The development of policy is the key starting point for the delivery of housing in the right quantity and of the right type. Policy will normally set targets and trigger points for the delivery of Affordable Housing and in the case of CIL, costs per square metre to fund other elements of infrastructure.

However, policy development is relatively ‘high level’ and this is recognised in national policy; hence often a site specific viability assessment is needed if an applicant makes a case that the particular scheme being applied for cannot meet the local authority’s policy in terms of the housing being required.

AGA can assess virtually any type of development scheme for viability. Some examples include:

  • Large brown field mixed use schemes (often higher density);
  • Large green field schemes (typically family type housing);
  • Smaller schemes in urban and rural areas covering regeneration through to rural exception sites.
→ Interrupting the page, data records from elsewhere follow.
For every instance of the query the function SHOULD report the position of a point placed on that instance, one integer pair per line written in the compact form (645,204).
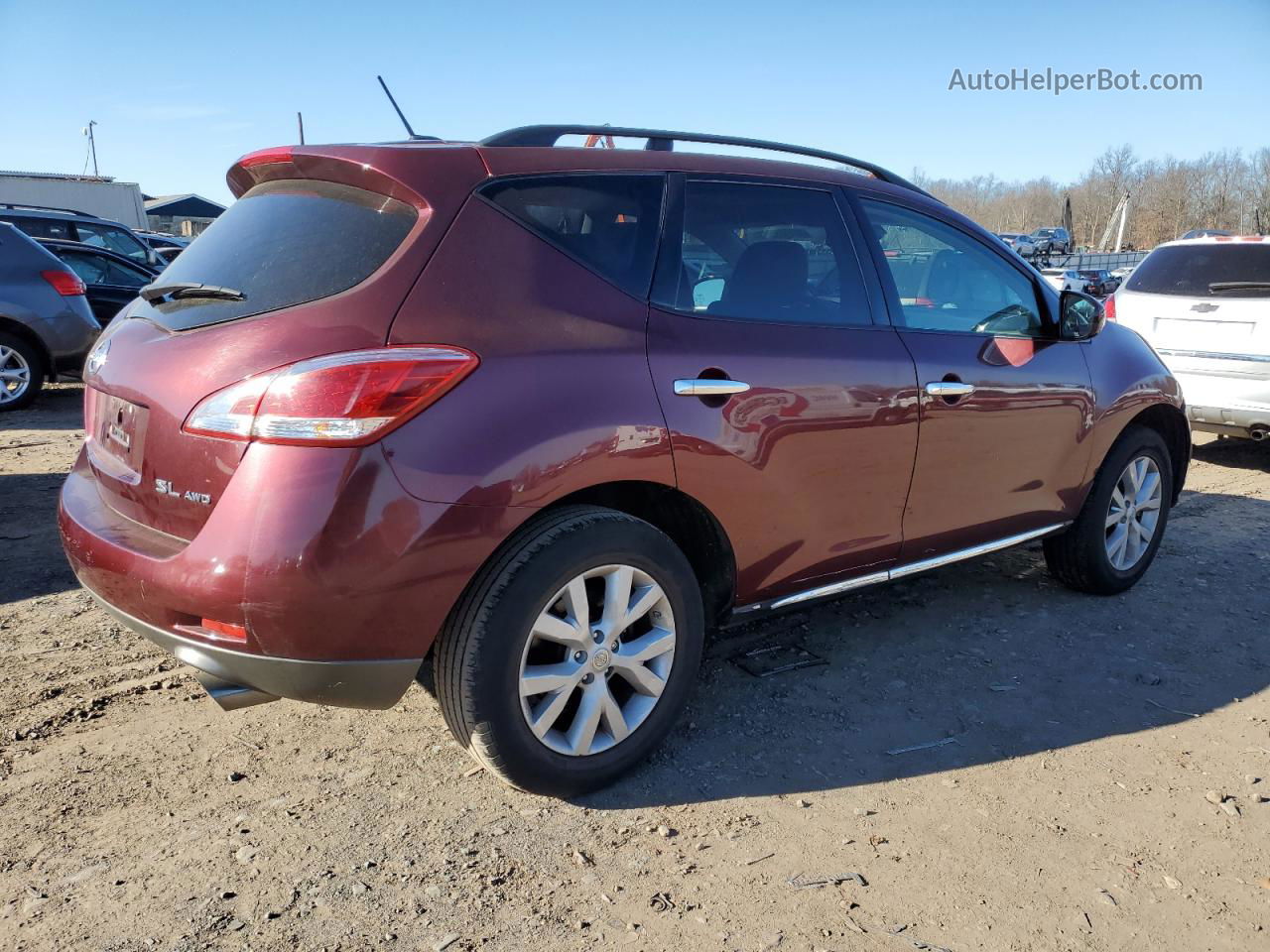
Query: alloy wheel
(14,375)
(1133,513)
(597,660)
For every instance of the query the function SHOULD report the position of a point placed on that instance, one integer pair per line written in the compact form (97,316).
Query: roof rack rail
(45,208)
(665,140)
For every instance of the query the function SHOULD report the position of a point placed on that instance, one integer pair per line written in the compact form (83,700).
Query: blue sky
(181,90)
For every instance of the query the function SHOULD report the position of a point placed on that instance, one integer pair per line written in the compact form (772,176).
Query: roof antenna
(400,114)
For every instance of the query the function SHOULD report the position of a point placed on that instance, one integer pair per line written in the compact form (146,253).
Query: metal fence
(1092,261)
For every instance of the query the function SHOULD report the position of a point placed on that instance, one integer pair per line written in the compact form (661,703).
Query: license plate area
(1198,334)
(118,434)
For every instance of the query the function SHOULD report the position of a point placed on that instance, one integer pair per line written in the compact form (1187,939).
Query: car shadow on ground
(1236,453)
(974,664)
(31,551)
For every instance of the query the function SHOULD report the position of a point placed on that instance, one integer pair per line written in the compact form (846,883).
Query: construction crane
(597,140)
(1121,211)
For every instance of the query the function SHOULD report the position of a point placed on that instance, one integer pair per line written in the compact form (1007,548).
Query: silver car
(1205,304)
(46,324)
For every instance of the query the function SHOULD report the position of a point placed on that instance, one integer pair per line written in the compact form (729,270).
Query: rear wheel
(1115,537)
(574,653)
(22,372)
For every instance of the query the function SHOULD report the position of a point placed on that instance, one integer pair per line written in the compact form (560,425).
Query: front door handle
(949,389)
(708,386)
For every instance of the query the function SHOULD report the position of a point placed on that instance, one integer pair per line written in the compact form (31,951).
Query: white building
(93,194)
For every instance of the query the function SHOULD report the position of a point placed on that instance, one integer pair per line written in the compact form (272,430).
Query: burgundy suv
(548,416)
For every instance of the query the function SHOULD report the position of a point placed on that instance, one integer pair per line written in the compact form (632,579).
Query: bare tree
(1169,197)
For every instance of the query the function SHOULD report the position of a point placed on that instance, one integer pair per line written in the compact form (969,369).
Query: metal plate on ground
(766,660)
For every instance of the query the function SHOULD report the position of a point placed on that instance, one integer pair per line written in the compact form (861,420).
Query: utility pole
(91,144)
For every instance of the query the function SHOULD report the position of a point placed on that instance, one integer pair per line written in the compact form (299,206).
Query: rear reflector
(278,154)
(336,400)
(225,630)
(64,284)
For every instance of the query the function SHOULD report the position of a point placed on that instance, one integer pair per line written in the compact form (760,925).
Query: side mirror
(1080,316)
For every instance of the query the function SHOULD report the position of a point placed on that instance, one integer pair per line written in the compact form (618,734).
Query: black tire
(479,652)
(35,361)
(1079,557)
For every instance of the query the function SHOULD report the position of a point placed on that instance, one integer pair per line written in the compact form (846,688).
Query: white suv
(1205,304)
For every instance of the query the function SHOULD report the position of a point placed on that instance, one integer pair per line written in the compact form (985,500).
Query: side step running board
(860,581)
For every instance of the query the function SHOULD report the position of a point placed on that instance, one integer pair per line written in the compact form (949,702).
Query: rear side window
(99,270)
(42,227)
(607,222)
(1222,270)
(111,239)
(285,243)
(766,253)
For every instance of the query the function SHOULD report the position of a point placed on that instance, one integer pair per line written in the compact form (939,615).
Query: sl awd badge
(164,489)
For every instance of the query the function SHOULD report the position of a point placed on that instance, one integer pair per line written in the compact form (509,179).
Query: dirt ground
(1065,754)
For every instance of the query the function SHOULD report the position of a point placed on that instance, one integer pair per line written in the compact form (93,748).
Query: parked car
(1100,284)
(1205,306)
(167,246)
(1064,280)
(1023,244)
(68,225)
(483,412)
(46,325)
(1052,241)
(112,281)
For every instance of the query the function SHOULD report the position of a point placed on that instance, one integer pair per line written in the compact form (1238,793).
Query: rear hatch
(1203,304)
(314,258)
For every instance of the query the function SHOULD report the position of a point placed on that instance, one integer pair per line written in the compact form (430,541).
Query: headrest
(770,273)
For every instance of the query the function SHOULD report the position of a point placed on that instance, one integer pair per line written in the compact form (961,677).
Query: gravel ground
(1080,774)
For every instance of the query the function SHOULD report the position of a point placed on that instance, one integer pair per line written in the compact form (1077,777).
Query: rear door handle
(707,386)
(948,388)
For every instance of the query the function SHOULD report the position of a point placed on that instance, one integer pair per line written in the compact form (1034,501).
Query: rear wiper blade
(178,290)
(1216,286)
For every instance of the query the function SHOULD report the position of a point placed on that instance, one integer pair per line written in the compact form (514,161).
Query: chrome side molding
(708,386)
(902,571)
(942,388)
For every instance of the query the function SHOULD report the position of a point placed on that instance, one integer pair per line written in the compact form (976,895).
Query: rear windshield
(281,244)
(1191,270)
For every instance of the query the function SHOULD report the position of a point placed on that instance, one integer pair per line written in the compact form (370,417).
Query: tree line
(1169,197)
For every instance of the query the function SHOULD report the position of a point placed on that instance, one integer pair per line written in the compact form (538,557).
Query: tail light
(347,399)
(64,284)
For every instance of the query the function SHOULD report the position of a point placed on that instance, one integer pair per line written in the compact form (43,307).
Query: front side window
(766,253)
(111,239)
(607,222)
(947,281)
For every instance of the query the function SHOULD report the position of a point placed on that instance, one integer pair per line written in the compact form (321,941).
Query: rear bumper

The approach adopted by the company with respect to scheme assessments is entirely consistent and broadly looks at the financial relationship between the residual value generated by the scheme and the land value benchmark for the site. The company is retained by several local authorities but has also assessed schemes on behalf of most of the major UK house builders as well as for smaller builders and individual land owners.

 Development appraisal software – ‘Toolkits’

Dr Golland was a founder developer of the GLA’s (Greater London Authority’s) ‘Toolkit’, a software model developed in 2001 to test the then London Plan for viability. The model was then subsequently developed as a development control tool, for the purposes of assessing individual schemes.

A number of other Toolkits emanated from the initial one; notably the Wales DAT (Development Appraisal Toolkit) which is used extensively across Wales. Other Toolkits have been developed for consortia or individual local authorities.

The software, which owes its development to a very significant extent, to Dr Adam Watkins, is highly regarded for its ease of use and for the default or benchmark data which populates the software and which users can adopt where a developer provides only limited information for assessment.

Dr Watkins and Dr Golland continue to develop software for the emerging development market.